Memory usage is a critical monitoring metric for ApsaraDB for MongoDB. This topic describes how to view the memory usage of an ApsaraDB for MongoDB instance, explains common causes of high memory usage, and provides optimization strategies.
Overview
When an ApsaraDB for MongoDB process starts, it not only loads binary files and various system libraries into memory but also manages memory allocation and deallocation for client connections, request processing, and the storage engine. By default, ApsaraDB for MongoDB uses Google tcmalloc as its memory allocator. The WiredTiger storage engine, client connections and request processing primarily consume the memory.
View memory usage
Monitoring charts
On the Monitoring Data page of the ApsaraDB for MongoDB console, select the node corresponding to your database architecture to view its memory usage rate.
Replica set architecture: Includes one Primary node, one or more Secondary nodes, one Hidden node, and optionally one or more ReadOnly nodes.
Sharded cluster architecture: The memory usage of each shard follows the same pattern as a replica set.
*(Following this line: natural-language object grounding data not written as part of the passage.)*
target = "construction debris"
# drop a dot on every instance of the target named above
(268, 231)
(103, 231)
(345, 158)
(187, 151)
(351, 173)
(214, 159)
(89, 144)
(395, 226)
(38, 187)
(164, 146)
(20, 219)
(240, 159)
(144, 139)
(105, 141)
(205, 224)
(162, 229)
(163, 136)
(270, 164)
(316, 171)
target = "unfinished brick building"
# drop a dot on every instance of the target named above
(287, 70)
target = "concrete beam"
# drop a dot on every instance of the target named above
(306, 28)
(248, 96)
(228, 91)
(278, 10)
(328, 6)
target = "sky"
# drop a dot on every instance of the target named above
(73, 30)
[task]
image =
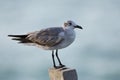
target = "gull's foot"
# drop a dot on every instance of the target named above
(57, 67)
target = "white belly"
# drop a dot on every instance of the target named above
(69, 37)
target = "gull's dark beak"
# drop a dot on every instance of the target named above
(77, 26)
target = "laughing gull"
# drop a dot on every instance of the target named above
(53, 38)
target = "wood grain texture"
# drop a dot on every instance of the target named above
(62, 74)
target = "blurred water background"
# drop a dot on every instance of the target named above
(95, 54)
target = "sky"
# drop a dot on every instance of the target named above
(95, 53)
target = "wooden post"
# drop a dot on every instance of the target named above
(63, 74)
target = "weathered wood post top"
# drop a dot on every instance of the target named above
(63, 74)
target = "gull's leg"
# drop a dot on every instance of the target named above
(61, 65)
(53, 59)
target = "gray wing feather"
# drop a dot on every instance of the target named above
(47, 37)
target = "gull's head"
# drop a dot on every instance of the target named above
(71, 25)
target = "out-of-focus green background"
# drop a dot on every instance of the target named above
(95, 54)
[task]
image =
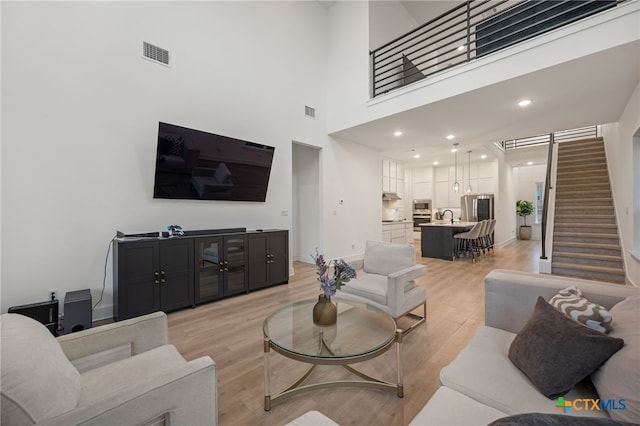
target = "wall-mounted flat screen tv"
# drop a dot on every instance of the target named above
(196, 165)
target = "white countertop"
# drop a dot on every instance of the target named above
(449, 224)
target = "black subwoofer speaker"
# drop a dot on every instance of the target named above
(77, 310)
(44, 312)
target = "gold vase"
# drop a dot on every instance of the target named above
(324, 312)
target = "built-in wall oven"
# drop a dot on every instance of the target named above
(421, 213)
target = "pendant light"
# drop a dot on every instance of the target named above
(469, 189)
(456, 185)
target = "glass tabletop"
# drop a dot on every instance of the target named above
(359, 330)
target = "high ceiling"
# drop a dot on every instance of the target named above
(591, 90)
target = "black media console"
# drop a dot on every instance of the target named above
(152, 273)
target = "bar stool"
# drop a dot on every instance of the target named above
(490, 236)
(469, 240)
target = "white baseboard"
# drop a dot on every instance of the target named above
(544, 266)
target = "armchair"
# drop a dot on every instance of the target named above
(120, 373)
(387, 281)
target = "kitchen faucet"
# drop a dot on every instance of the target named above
(450, 211)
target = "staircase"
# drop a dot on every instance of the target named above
(585, 235)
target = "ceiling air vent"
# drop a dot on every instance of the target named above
(309, 112)
(155, 53)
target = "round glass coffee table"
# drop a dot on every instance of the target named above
(362, 332)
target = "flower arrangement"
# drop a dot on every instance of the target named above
(342, 274)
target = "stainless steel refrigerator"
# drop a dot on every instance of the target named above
(476, 207)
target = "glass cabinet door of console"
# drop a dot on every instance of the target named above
(209, 269)
(236, 281)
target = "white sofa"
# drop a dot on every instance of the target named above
(482, 385)
(123, 373)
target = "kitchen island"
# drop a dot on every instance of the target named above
(436, 239)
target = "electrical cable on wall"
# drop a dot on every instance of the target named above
(104, 276)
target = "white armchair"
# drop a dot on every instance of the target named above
(387, 281)
(74, 379)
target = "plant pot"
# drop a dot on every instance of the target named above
(324, 312)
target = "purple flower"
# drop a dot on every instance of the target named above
(342, 273)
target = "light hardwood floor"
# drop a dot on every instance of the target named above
(230, 332)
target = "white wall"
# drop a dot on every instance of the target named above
(80, 111)
(387, 21)
(619, 146)
(351, 198)
(505, 203)
(525, 178)
(307, 203)
(569, 43)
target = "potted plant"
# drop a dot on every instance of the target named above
(524, 208)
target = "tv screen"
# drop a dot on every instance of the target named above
(196, 165)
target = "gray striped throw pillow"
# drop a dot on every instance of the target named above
(571, 302)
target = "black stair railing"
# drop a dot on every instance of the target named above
(468, 31)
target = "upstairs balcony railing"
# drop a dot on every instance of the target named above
(468, 31)
(559, 136)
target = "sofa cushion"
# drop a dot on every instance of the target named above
(108, 381)
(556, 352)
(37, 377)
(543, 419)
(483, 371)
(619, 377)
(448, 408)
(370, 286)
(570, 302)
(385, 258)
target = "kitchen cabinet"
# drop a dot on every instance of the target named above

The Config Server stores configuration metadata. The memory usage of Mongos routing nodes depends on the size of aggregation result sets, the number of connections, and the size of metadata.
Command line
Connect to the instance with MongoDB Shell and run the
db.serverStatus().memcommand to view memory usage. The following is a sample response:
{ "bits" : 64, "resident" : 13116, "virtual" : 20706, "supported" : true }
// resident: The amount of physical memory used by the mongod process, in MB.
// virtual: The amount of virtual memory used by the mongod process, in MB.For more information about serverStatus, see serverStatus.
Common causes
Storage engine's memory usage
The storage engine cache consumes most of the memory. For compatibility and security reasons, ApsaraDB for MongoDB sets the WiredTiger CacheSize to approximately 60% of the instance's memory specification. For details, see Product specifications.
If the storage engine cache uses 95% of the configured CacheSize, it indicates a high instance load, and threads handling user requests will participate in evicting clean pages. If the dirty data in the storage engine cache exceeds 20% of the cache size, user threads will also participate in evicting dirty pages. During this process, you may notice significant request blocking. For specific rules, see eviction parameter description.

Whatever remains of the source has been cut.